What This Calculator Does
This tool measures the performance of a binary diagnostic test or classification model. From the four cells of a 2×2 confusion matrix — True Positives (TP), False Negatives (FN), True Negatives (TN), and False Positives (FP) — it computes sensitivity, specificity, positive and negative predictive values (PPV/NPV), and overall accuracy. These metrics are widely used in medicine, epidemiology, and machine learning.
How to Use It
Enter the count of each outcome from your study or model. A "positive" usually means the condition is present (or the model predicts the positive class). TP and FP are cases the test called positive; TN and FN are cases the test called negative. Click calculate to see all five metrics as percentages.
The Formulas Explained
Sensitivity = TP / (TP + FN) tells you how well the test catches true cases — a high value means few sick patients are missed. Specificity = TN / (TN + FP) tells you how well it rules out healthy people — a high value means few false alarms. PPV = TP / (TP + FP) is the chance a positive result is real, and NPV = TN / (TN + FN) is the chance a negative result is truly negative. Accuracy = (TP + TN) / total summarizes overall correctness.

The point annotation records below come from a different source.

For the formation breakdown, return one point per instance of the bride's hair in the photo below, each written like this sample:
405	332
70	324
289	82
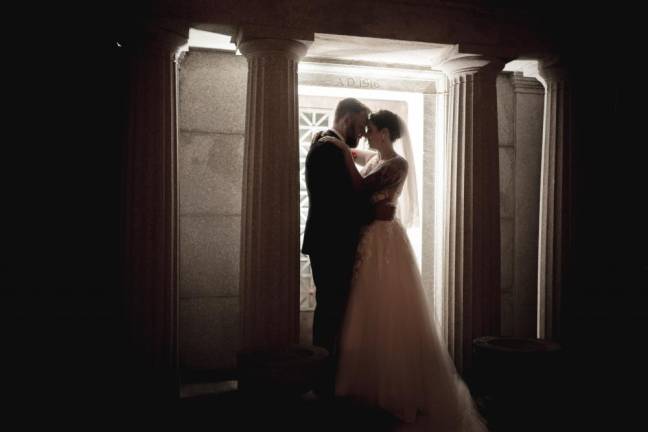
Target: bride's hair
386	119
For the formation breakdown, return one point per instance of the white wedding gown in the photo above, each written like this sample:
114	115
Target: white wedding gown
391	354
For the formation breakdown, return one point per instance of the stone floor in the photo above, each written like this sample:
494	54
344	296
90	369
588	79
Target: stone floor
576	403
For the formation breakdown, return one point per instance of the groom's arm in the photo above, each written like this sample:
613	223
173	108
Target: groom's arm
384	210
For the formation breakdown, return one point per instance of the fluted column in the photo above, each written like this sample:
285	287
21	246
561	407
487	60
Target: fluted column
473	242
150	210
555	196
269	283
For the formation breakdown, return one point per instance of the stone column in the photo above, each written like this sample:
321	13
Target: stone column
150	211
555	196
473	244
269	283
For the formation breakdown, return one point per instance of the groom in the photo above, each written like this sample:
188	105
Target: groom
335	215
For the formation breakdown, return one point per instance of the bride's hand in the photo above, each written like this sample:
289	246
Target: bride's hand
339	144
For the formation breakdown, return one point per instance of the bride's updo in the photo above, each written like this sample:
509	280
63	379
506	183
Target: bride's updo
386	119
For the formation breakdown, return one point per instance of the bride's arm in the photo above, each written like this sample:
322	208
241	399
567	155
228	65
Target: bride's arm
360	184
361	157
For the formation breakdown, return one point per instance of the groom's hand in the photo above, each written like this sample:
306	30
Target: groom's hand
384	211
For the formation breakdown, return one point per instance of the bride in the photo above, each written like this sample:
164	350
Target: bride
391	354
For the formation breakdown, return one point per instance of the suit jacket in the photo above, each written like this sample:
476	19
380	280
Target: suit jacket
336	212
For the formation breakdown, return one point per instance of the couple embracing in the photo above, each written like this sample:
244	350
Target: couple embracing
371	312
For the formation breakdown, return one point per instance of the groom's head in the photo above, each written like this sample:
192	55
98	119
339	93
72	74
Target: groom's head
351	120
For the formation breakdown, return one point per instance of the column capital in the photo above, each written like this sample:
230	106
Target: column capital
261	40
469	64
268	47
552	69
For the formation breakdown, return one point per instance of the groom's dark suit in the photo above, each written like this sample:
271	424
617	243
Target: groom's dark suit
335	215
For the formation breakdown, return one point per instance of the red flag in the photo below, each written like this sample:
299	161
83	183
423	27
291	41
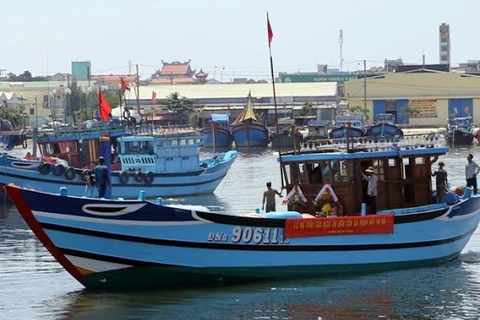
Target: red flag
154	97
124	85
270	32
104	106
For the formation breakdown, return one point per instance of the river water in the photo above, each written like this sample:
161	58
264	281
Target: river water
34	286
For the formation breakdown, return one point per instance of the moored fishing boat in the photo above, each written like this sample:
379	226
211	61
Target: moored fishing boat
347	126
384	128
217	132
162	165
123	244
459	131
247	130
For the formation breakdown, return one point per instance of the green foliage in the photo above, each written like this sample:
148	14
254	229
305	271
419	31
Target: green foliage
17	117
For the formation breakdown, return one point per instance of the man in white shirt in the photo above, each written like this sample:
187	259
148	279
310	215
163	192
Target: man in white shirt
371	190
471	171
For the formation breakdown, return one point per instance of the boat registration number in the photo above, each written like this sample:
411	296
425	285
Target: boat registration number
253	235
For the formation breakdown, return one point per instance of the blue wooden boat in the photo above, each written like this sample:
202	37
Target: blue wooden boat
79	146
247	131
290	138
217	133
347	125
109	244
384	128
162	165
9	138
459	131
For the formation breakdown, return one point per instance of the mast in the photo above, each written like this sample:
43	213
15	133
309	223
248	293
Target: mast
137	91
365	87
270	37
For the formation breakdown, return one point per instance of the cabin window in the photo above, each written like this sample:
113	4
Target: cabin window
420	160
379	168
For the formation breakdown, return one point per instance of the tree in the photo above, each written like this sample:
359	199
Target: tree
179	105
17	117
307	108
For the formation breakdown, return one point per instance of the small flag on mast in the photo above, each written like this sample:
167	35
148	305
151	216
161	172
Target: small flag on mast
104	106
124	85
270	32
154	97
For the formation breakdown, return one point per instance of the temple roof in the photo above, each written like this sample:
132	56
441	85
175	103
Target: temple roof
248	112
175	68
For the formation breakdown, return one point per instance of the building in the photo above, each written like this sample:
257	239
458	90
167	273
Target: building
444	37
434	95
233	97
81	70
175	72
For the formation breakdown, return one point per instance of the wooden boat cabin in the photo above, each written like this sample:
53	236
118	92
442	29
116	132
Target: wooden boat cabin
79	147
403	170
160	153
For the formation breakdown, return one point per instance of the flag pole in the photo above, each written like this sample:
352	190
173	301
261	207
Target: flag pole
270	37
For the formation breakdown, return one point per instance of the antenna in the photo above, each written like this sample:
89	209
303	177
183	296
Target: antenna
341	48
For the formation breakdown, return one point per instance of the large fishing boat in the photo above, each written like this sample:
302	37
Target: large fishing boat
384	128
459	131
247	130
217	132
347	126
325	231
162	165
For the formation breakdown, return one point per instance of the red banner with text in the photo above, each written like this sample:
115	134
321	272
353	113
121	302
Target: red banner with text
336	226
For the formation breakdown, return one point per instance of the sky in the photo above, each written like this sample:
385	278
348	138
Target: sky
229	38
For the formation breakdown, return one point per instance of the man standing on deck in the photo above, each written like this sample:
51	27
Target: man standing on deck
102	177
441	181
471	171
269	196
372	190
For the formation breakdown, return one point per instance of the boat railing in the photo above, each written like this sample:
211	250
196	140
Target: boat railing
372	144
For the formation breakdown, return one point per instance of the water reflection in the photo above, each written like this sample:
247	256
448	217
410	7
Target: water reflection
433	293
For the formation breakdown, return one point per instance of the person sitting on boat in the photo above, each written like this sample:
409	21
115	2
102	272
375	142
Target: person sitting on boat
372	179
269	197
102	177
441	179
90	186
471	171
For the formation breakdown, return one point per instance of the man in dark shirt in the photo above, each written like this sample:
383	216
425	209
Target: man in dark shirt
441	179
102	177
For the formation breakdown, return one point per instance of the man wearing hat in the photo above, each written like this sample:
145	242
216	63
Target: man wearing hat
102	177
372	179
441	179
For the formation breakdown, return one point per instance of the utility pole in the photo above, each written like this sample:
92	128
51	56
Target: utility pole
365	86
137	90
341	49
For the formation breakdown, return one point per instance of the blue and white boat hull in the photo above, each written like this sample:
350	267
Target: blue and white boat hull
107	244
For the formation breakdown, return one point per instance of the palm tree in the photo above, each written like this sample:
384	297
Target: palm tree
411	111
360	111
17	117
307	108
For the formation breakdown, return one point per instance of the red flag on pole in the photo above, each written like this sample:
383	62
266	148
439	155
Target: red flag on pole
270	32
154	97
124	85
104	106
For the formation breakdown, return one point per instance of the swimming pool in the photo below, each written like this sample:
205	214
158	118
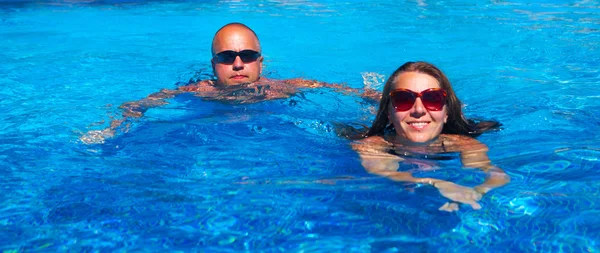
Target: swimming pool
272	176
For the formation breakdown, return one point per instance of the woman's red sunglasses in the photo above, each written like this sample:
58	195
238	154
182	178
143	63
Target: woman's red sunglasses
433	99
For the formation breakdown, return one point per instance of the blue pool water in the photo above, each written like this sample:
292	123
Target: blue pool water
198	176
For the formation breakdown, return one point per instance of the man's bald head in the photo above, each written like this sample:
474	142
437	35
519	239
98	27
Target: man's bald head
234	35
236	39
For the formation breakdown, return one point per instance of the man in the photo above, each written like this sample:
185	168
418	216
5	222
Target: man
237	64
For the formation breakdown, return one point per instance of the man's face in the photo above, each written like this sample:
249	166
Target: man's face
237	39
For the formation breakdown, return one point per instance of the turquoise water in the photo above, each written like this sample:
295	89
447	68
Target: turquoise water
272	176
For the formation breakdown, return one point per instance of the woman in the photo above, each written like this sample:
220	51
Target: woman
419	114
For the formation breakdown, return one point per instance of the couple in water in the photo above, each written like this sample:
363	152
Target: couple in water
418	113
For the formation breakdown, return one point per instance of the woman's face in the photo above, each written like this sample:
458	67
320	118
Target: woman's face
417	124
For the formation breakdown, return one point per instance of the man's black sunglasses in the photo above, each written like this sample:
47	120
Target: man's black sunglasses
228	56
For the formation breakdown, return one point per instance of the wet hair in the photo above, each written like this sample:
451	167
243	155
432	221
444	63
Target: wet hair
228	25
456	123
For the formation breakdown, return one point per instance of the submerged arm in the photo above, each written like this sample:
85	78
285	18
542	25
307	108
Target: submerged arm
137	109
368	94
376	161
473	154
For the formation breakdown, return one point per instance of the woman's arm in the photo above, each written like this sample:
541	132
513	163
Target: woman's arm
376	161
473	154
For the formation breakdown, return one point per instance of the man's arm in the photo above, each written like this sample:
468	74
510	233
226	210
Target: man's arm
137	109
367	93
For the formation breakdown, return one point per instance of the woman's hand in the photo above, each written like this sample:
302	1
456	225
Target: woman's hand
457	193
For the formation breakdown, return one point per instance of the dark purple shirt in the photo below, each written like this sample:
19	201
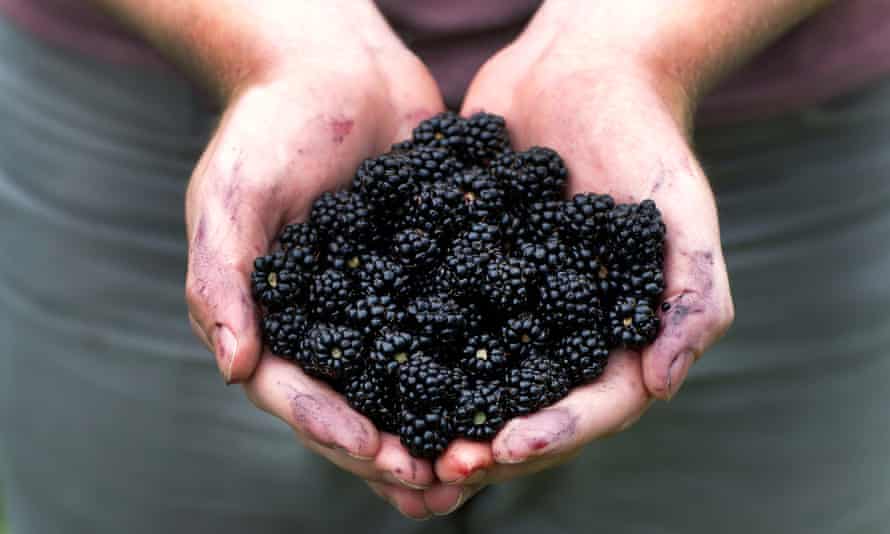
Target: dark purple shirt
845	46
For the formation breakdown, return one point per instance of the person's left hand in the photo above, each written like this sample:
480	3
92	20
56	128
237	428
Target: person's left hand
622	128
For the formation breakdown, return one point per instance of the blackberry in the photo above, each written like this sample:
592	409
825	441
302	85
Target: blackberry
438	210
380	275
393	348
636	233
536	175
586	218
437	317
524	333
483	197
415	249
283	331
345	254
341	213
486	137
507	284
569	300
639	280
424	382
298	234
470	254
446	130
277	281
431	164
372	395
331	293
538	382
370	314
387	182
583	354
547	257
542	221
479	411
425	433
484	356
331	352
632	322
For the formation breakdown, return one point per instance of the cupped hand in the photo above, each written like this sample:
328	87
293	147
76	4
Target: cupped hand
300	129
622	128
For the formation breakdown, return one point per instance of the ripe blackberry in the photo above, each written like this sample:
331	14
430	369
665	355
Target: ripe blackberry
276	280
483	197
538	382
437	317
632	322
372	395
341	213
446	130
331	293
639	280
583	354
523	334
547	257
344	254
542	221
535	175
381	275
424	382
479	411
470	254
636	233
331	352
370	314
425	433
283	331
387	182
415	249
486	137
484	356
569	300
585	218
298	234
438	209
431	164
391	349
508	284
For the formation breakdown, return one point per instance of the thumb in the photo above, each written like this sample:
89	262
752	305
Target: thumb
221	309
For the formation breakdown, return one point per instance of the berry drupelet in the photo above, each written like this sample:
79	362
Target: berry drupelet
479	411
633	322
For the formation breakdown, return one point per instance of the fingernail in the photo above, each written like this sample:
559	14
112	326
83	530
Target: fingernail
354	456
476	477
392	479
677	372
226	348
457	503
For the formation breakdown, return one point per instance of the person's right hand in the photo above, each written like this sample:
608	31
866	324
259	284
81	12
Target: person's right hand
344	89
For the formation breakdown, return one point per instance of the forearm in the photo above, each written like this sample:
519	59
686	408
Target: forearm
694	42
225	43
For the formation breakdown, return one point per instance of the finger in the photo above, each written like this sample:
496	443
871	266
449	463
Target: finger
697	305
611	404
312	408
399	467
464	461
443	500
408	502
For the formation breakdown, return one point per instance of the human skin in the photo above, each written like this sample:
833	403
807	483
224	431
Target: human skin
612	86
310	89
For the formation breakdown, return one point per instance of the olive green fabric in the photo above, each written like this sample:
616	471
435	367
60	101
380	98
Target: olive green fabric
114	419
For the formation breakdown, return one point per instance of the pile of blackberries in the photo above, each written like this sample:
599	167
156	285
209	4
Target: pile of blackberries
453	287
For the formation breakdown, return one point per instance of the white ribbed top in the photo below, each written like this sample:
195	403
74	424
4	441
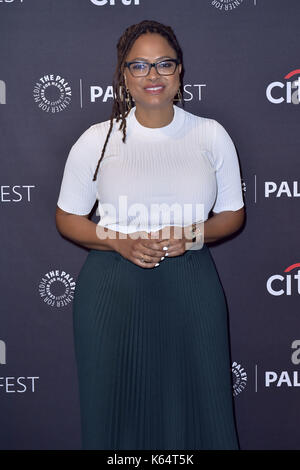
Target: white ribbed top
172	175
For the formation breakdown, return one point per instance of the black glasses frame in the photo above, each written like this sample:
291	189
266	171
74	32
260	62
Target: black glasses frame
154	64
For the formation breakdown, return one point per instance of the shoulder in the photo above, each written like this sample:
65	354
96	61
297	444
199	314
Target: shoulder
96	133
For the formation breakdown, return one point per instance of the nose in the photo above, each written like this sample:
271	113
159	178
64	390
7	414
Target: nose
153	73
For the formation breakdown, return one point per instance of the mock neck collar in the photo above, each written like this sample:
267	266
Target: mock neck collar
137	130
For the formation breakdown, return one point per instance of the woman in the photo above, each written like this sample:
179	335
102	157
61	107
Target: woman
152	345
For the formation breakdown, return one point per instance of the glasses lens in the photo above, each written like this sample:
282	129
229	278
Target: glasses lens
139	69
166	67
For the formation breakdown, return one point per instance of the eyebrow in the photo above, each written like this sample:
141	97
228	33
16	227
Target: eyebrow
158	58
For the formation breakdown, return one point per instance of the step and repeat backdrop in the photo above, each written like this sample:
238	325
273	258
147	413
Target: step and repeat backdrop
242	68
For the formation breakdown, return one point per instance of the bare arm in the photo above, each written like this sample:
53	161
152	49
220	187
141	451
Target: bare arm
81	230
223	224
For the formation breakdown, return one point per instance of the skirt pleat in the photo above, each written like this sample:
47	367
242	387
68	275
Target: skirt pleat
153	354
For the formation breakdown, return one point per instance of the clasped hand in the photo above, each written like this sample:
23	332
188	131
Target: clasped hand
148	249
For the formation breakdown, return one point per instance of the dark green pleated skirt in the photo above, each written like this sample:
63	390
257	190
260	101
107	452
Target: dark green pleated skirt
152	352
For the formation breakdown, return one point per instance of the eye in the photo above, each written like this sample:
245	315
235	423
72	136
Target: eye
138	66
166	64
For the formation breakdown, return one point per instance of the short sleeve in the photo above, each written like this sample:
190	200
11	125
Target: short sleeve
78	190
227	171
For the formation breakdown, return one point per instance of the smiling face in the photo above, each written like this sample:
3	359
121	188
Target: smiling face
152	47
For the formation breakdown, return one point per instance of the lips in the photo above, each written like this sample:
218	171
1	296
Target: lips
154	89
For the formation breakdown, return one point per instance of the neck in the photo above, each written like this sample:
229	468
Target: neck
155	117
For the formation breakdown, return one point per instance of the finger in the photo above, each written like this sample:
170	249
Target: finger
154	249
150	258
145	264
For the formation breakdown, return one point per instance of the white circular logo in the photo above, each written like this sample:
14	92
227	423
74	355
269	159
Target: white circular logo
52	93
226	5
56	288
239	377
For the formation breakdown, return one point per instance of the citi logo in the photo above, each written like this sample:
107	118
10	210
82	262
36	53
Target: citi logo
282	92
2	92
286	284
101	3
2	352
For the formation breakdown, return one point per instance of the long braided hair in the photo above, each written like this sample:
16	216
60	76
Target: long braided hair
121	107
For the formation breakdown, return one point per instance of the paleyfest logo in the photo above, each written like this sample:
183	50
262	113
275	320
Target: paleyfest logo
101	3
226	5
52	93
57	288
282	92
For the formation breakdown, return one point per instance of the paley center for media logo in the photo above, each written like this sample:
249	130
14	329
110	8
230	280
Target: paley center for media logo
226	5
282	91
52	93
56	288
287	283
12	384
239	376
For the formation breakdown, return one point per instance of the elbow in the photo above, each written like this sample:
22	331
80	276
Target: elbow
239	218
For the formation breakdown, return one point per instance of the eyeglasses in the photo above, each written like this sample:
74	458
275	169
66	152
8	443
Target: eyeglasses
142	69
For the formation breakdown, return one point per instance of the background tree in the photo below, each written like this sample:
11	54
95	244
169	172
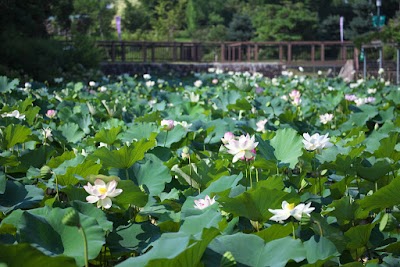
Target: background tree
240	28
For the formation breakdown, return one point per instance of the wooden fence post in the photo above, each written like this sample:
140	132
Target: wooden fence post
222	52
322	52
122	51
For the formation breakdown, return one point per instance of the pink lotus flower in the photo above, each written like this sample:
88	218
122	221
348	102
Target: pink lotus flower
228	136
242	148
204	203
325	118
316	141
102	193
168	125
51	113
261	125
291	210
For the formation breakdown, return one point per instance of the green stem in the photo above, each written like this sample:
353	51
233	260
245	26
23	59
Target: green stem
251	180
165	141
57	195
257	175
85	247
293	230
320	228
126	174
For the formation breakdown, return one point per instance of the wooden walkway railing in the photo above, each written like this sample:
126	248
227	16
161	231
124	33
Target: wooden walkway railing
305	53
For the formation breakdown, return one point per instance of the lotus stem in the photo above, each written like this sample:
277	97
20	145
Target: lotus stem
127	174
57	193
293	231
85	246
165	140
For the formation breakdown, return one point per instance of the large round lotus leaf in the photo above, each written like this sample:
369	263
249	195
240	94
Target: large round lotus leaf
25	255
44	229
18	196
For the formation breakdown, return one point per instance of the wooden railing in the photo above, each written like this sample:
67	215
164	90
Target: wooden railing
293	53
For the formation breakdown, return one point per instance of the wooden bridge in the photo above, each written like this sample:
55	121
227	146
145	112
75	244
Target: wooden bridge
298	53
311	54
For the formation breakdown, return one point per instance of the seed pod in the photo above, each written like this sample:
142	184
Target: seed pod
71	218
305	219
387	223
45	172
227	260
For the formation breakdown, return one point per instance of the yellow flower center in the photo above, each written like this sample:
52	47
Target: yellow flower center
102	190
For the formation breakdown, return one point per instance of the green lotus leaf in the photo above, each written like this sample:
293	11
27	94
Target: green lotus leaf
15	134
387	147
26	255
33	159
223	183
18	196
385	197
84	169
288	146
84	121
251	250
174	249
208	218
241	104
6	86
276	231
139	131
131	194
167	138
254	204
71	132
358	236
227	98
373	171
92	211
152	174
319	248
3	183
124	157
215	131
108	136
9	160
57	161
343	210
132	237
44	228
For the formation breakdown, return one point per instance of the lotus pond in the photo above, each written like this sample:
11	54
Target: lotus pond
217	169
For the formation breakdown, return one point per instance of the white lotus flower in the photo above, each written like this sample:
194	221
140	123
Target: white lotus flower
198	83
102	193
51	113
167	124
242	148
14	114
325	118
316	141
228	136
288	209
184	124
261	125
204	203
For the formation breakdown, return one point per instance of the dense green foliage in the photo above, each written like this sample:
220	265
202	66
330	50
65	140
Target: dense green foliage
57	140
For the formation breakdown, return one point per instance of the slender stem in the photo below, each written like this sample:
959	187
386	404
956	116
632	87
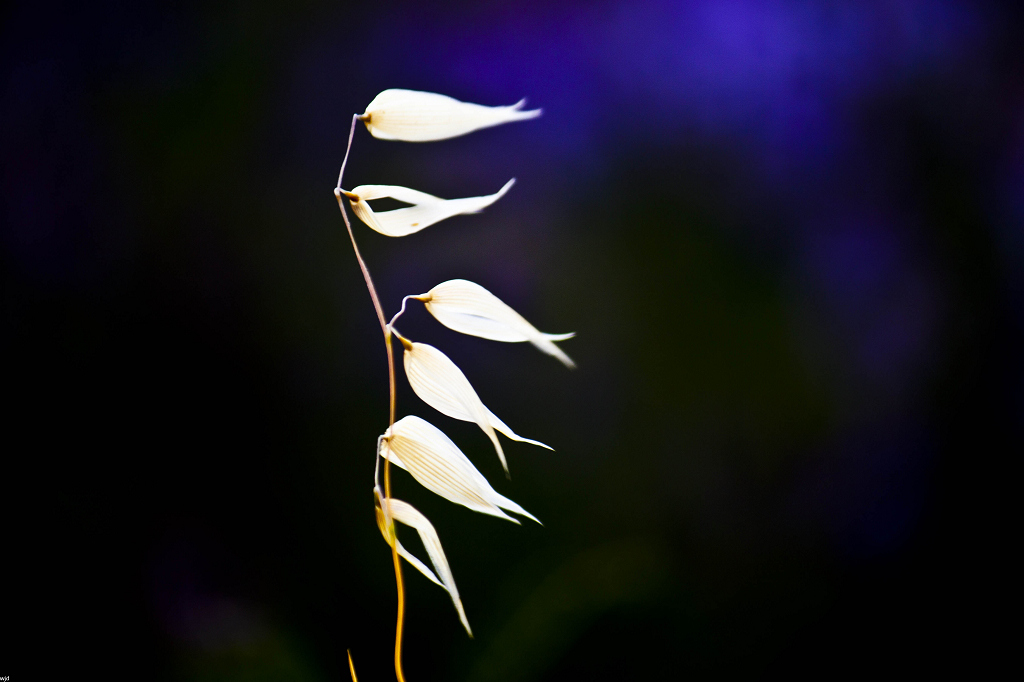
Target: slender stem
391	410
351	133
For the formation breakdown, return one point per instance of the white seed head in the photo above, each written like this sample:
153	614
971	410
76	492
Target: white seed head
469	308
413	116
441	384
425	210
424	451
406	513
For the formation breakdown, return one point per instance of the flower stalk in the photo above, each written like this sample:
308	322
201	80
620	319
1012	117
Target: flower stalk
413	443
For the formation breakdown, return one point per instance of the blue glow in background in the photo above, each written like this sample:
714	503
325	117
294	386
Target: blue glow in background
787	235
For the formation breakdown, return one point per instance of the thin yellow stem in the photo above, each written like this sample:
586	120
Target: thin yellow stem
351	666
391	410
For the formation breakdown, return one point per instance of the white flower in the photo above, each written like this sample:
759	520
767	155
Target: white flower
404	512
413	116
425	210
424	451
469	308
441	384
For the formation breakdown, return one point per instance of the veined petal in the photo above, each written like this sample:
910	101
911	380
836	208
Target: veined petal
441	384
413	116
426	209
404	512
469	308
402	552
438	465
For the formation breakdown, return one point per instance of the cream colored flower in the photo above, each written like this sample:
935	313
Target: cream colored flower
469	308
425	210
404	512
413	116
441	384
424	451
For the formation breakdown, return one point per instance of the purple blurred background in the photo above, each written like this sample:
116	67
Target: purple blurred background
790	237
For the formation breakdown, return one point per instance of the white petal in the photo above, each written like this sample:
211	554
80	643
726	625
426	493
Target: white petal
441	384
413	116
469	308
404	512
438	465
402	552
426	209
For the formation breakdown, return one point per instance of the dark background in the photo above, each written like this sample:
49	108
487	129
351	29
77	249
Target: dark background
787	235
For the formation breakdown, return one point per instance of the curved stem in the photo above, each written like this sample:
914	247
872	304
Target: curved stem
391	409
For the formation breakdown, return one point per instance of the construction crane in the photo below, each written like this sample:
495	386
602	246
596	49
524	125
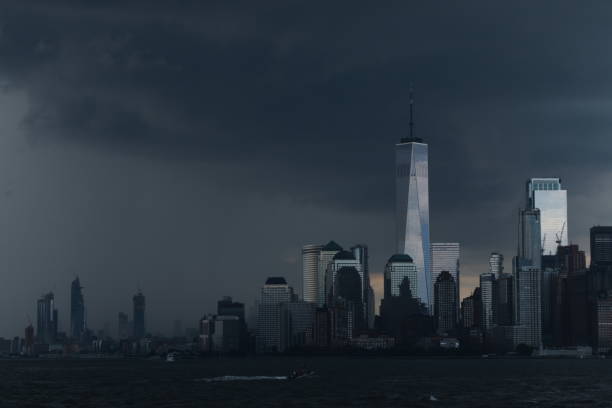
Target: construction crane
560	235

$$\text{Sensitivity} = \frac{\text{TP}}{\text{TP} + \text{FN}} \times 100\%$$
$$\text{Specificity} = \frac{\text{TN}}{\text{TN} + \text{FP}} \times 100\%$$
$$\text{PPV} = \frac{\text{TP}}{\text{TP} + \text{FP}} \times 100\%$$
$$\text{NPV} = \frac{\text{TN}}{\text{TN} + \text{FN}} \times 100\%$$
$$\text{Accuracy} = \frac{\text{TP} + \text{TN}}{\text{TP} + \text{FN} + \text{TN} + \text{FP}} \times 100\%$$
Worked Example
Suppose a test gives TP = 90, FN = 10, TN = 80, FP = 20.
$$\text{Sensitivity} = \frac{90}{90 + 10} = 90\%$$
$$\text{Specificity} = \frac{80}{80 + 20} = 80\%$$
$$\text{PPV} = \frac{90}{90 + 20} \approx 81.82\%$$
$$\text{NPV} = \frac{80}{80 + 10} \approx 88.89\%$$
$$\text{Accuracy} = \frac{90 + 80}{200} = 85\%$$
FAQ
What is the difference between sensitivity and specificity? Sensitivity measures how well a test detects people who have the condition; specificity measures how well it correctly clears people who do not.
Why do PPV and NPV differ from sensitivity/specificity? Predictive values depend on disease prevalence in your sample, while sensitivity and specificity are intrinsic test properties.
Can a test be 100% sensitive but useless? Yes — a test that calls everyone positive is 100% sensitive but 0% specific, so both numbers matter together.